Orbital hypotelorism is characterized by reduced interorbital distances, it is often associated with syndromic anomalies [17]. Trigonocephaly is one of the most frequent craniofacial malformations leading to hypotelorism [10]. It results from the premature closure of the metopic suture causing the inability of the frontal bones to grow laterally, and subsequent reduced interorbital distance [12]. Hypotelorism is also described in more than 60 different associated conditions, such as holoprosencephaly, trisomy 13, Coffin-Siris syndrome, Meckel-Gruber syndrome, or Williams syndrome [2, 13, 16, 19].
Orbital hypertelorism, firstly described by Greig in 1924, corresponds to the true lateralization of the entire orbital complex, characterized by excessive interorbital inner and lateral orbital distances [11]. Hypertelorism is observed in various congenital and tumoral craniofacial diseases, such as craniofrontonasal dysplasia, median and paramedian craniofacial clefts, syndromic craniosynostosis, frontonasoethmoidal tumors, or encephaloceles [26, 28].
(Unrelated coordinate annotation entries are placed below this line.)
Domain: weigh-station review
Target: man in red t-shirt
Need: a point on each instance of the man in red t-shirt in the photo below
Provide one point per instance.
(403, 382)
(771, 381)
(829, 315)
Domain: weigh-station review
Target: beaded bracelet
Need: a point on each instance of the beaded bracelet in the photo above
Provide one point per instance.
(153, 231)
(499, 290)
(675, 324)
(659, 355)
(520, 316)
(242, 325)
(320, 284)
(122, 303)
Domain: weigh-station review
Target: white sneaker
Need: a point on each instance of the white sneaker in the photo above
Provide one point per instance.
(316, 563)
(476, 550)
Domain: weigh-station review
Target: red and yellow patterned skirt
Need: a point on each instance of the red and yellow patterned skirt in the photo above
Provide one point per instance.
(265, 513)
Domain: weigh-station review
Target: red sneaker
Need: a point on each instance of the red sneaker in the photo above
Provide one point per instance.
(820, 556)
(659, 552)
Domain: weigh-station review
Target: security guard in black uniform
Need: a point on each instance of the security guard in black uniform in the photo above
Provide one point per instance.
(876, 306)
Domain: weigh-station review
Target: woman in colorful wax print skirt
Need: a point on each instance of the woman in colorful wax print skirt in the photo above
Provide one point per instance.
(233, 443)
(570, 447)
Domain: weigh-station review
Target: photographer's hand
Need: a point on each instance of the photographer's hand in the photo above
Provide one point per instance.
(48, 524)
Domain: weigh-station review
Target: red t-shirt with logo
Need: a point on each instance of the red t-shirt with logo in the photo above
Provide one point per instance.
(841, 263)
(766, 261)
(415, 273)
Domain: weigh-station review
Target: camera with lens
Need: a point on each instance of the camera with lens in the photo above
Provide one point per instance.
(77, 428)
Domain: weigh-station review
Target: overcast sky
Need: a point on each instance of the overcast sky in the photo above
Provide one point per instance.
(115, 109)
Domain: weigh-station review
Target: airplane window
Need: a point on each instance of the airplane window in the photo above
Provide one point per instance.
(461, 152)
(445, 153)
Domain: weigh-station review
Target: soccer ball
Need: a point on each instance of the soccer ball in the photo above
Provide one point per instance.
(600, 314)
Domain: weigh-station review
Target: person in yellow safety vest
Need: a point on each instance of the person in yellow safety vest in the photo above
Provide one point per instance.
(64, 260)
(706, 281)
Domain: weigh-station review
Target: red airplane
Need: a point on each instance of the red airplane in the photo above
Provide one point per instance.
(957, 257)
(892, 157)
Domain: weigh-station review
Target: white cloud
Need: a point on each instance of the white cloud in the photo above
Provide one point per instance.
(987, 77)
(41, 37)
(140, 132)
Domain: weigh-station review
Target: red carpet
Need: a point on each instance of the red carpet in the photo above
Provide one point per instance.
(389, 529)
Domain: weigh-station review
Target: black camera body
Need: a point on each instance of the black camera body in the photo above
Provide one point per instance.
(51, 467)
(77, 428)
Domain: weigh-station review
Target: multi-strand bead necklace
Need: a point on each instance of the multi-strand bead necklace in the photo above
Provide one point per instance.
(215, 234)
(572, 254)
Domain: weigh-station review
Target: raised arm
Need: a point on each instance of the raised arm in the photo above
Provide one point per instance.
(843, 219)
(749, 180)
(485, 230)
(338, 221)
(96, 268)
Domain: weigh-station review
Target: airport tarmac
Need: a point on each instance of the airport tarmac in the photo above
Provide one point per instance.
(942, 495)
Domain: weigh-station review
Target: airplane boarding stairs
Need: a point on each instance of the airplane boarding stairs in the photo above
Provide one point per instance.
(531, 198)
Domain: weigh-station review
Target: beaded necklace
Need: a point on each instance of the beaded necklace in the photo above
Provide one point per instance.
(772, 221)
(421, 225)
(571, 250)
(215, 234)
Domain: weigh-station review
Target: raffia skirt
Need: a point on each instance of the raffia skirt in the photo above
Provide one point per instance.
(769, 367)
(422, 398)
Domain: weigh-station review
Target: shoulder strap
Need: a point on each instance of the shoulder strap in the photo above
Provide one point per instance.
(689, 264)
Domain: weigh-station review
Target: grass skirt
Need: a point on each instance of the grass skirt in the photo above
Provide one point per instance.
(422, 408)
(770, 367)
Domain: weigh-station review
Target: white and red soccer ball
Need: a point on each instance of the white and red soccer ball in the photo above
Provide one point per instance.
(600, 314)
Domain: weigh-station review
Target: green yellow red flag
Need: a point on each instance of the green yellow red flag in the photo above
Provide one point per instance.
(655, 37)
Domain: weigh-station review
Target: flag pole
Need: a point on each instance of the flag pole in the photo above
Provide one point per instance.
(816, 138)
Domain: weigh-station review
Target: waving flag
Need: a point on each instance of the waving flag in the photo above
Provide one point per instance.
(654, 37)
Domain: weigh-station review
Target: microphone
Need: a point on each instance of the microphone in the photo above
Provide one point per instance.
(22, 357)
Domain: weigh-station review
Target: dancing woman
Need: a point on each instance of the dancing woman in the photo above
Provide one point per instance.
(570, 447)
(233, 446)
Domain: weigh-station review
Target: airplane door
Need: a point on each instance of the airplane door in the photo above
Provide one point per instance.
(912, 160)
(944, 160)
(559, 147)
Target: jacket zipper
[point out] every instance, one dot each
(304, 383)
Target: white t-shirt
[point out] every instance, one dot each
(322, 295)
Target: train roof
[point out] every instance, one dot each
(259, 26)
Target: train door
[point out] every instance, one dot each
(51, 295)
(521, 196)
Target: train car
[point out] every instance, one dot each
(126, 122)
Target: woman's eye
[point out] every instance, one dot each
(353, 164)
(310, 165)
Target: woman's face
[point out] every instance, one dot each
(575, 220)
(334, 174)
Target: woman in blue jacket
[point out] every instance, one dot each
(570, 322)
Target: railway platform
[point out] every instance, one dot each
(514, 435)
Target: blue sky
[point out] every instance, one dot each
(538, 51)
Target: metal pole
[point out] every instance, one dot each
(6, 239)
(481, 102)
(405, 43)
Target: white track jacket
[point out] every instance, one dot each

A good knowledge of physiological orbital growth is essential to better assess normal and abnormal orbital development and will help clinicians and craniofacial surgeons to guide clinical evaluation and surgical planning in children with craniofacial abnormalities affecting the orbits. In fact, surgical correction of craniofacial anomalies interfere with orbital growth, and age at surgery for the correction of hypertelorism is controversial [21, 22]. Applying an overcorrection of the interorbital distance based on normal values according to the age at surgery, may prevent the risk of relapse particularly in case of early surgical correction [22].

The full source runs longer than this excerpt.